O economista Wladimir Andreff, da Universidade de Paris, tem estudado o impacto do custo dos Jogos Olímpicos de Paris, apresentando dados de como o orçamento tem sido excedido desde 1972 (a única exceção foi a Olimpíada de Los Angeles, ocorrida em 1984). Até o fim de 2022, a previsão para Paris 2024 já tinha excedido em 35%. Segundo Andreff, a primeira explicação para isso é a teoria do leilão (que ele também chama de “a maldição do vencedor”), criada pelo Prêmio Nobel de Economia Richard Thaler e que diz respeito à forma como as cidades competem entre si para ser sede. A segunda explicação (a favorita do Comitê Olímpico Internacional) é a fraqueza do sistema político local, o que abriria caminho para corrupção (numa dinâmica que segundo o próprio COI é semelhante à observada nos Jogos de Sochi 2014 e Rio 2016).

Rebeca Andrade: esperança de medalha para o Brasil nos Jogos de Paris (Loic VEenance/AFP/Getty Images)

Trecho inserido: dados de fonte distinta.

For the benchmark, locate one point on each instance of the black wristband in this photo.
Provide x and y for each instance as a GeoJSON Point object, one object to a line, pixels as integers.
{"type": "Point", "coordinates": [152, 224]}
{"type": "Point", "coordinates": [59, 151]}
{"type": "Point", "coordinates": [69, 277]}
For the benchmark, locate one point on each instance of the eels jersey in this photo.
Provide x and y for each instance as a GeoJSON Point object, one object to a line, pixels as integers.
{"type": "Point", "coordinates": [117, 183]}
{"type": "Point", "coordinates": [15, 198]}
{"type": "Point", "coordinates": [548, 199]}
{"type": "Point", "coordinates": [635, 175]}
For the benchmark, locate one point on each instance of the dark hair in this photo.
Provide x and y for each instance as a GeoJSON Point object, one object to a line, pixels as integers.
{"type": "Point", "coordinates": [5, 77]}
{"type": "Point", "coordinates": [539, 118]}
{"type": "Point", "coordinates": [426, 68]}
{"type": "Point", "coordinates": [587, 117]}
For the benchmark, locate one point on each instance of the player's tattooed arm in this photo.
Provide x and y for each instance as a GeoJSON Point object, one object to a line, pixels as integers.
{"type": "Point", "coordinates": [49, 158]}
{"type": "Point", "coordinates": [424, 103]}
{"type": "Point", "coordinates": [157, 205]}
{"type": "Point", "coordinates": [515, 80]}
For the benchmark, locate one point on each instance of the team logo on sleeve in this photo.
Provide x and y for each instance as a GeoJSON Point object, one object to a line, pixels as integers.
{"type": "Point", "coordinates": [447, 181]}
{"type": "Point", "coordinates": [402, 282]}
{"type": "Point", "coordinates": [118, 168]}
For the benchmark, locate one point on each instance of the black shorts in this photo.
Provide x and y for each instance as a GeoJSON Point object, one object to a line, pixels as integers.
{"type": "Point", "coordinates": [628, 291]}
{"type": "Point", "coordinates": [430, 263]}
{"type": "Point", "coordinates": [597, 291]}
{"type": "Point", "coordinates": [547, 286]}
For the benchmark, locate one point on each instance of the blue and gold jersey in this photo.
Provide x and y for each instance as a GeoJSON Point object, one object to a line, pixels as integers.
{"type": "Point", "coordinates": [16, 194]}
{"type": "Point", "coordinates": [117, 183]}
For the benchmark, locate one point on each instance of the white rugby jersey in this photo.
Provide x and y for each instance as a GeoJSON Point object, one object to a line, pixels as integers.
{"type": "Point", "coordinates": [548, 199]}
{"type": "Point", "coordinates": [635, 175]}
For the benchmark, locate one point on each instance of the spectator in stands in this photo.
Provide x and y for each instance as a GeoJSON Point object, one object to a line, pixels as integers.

Há algo mais para piorar a espetacular imagem de Paris na opinião pública global? Há. O comitê de organização dos Jogos precisou lidar com a onda de ataques racistas e misóginos que a cantora Aya Nakamura passou a receber desde sua visita ao Eliseu. Na ocasião, Macron teria lhe feito o convite para que ela cantasse alguma música francesa (provavelmente de ­Édith Piaf) na abertura dos Jogos. Nada foi confirmado, porque a organização quer manter tudo o que diz respeito à cerimônia de abertura em absoluto sigilo, mas a mera visita da cantora ao presidente foi suficiente para a artilharia pesada de ofensas. Negra, franco-maliana (ela recebeu a nacionalidade francesa em maio de 2021) e filha de imigrantes, Nakamura, segundo Marion Marechal, vice-presidente do Reconquête (um dos partidos da extrema direita francesa), “não canta em francês e não representa nem a cultura nem a elegância francesa”. O comitê olímpico, ao se deparar com essas declarações, não se furtou a demonstrar seu apoio à artista, salientando que ela é a cantora francesa mais ouvida no mundo atualmente. Os Jogos começam no dia 26 de julho, com um desfile das delegações em barcos pelo Rio Sena. Têm tudo para ser um epítome de Paris 2024: magnífico para quem vê e caótico para quem organiza.